We did have curry, or something we called curry. It was an awful thing you did to leftover meat to make it seem edible. You can also get curry in Korea, or Japan. But you cannot find it in India.

We could get pizza in Montreal, but there was no such thing as pizza in my hometown, population 5,000. Pizza was still a rarity in Korea when I first moved there. It is everywhere in the Philippines—but just try to get one without pineapple.

I remember a great uncle used to order a crate of oranges shipped from Florida for Christmas. But I think we always had bananas. Bananas are not a seasonal crop. Banana trees produce year-round.

Cubed sugar was posh, and you dropped it in your cup using special little tongs. Ideally silver plated.

I still remember the first time I saw “chicken fingers” on a menu. I laughed. What could that be? But actually, chicken fingers have always been popular in the Philippines. Real. Chicken. Fingers. With the nails on.

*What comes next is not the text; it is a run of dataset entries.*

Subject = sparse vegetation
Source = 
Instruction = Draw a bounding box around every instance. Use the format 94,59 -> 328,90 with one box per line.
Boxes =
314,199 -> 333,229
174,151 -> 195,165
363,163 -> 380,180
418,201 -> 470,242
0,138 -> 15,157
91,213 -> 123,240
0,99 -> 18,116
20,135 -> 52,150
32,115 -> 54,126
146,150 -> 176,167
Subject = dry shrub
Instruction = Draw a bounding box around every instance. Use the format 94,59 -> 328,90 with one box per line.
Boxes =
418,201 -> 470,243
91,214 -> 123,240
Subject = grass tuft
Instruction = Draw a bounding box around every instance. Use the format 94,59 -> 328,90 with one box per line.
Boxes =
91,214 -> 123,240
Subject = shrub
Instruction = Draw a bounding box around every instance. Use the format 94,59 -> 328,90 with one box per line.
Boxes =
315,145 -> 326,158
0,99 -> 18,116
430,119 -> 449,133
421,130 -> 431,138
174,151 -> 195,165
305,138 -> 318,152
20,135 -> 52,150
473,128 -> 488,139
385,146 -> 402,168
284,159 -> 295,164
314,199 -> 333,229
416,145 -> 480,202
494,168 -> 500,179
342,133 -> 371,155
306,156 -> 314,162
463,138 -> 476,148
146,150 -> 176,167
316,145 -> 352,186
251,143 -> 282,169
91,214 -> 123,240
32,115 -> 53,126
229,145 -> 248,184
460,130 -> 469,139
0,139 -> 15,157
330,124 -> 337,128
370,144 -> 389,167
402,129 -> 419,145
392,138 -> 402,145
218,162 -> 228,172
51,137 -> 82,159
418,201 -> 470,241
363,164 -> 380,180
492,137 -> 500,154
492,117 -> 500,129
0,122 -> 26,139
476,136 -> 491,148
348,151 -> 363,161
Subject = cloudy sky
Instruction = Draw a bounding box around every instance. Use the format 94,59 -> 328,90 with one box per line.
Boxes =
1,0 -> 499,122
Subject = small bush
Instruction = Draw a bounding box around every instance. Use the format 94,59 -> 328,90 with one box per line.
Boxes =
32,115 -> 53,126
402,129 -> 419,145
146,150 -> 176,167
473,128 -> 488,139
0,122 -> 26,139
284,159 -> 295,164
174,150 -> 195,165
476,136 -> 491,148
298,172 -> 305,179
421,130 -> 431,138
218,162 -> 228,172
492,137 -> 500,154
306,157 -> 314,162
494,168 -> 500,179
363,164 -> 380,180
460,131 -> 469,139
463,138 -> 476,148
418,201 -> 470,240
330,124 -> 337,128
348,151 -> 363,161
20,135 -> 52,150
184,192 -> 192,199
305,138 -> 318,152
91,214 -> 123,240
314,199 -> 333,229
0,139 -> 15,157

I remember yoghurt being discussed on some fifties TV show. A teenaged girl was trying it to be sophisticated, to impress her friends, and get to hang out with the college crowd. It was supposed to look like an absurd affectation. Of course, she hated it.

We certainly did have kebab, and called it that. “Shish-kebab.”

There is still no such thing as a real pineapple in Canada. They do not travel well. To discover what they are supposed to taste like, you have to go to the tropics. The canned stuff probably tastes more like the real thing than the whole ones that make it to Montreal—soft and sweet!

I certainly do remember laughing at the idea that anyone would actually pay money for something, like water, that you could get free by turning on the tap. Surely nobody could be that stupid. I resisted for years. But when you move to Asia….

I also remember how we used to laugh at how crazy the Japanese were to pay a few dollars for a cup of coffee. I mean, coffee was coffee, right?

I remember buying a cookbook of Southeast Asian food, which advised that there was really no chance Thai food could ever be popular back in North America. Too much fish sauce.

I also remember thinking Loblaws was pretty foolish to start marketing a special line of “organic” produce. Really, do people have money to throw away? Are they really going to fall for that “organic=healthy” stuff? As if “organic” really meant something?

Yup. People have money to throw away.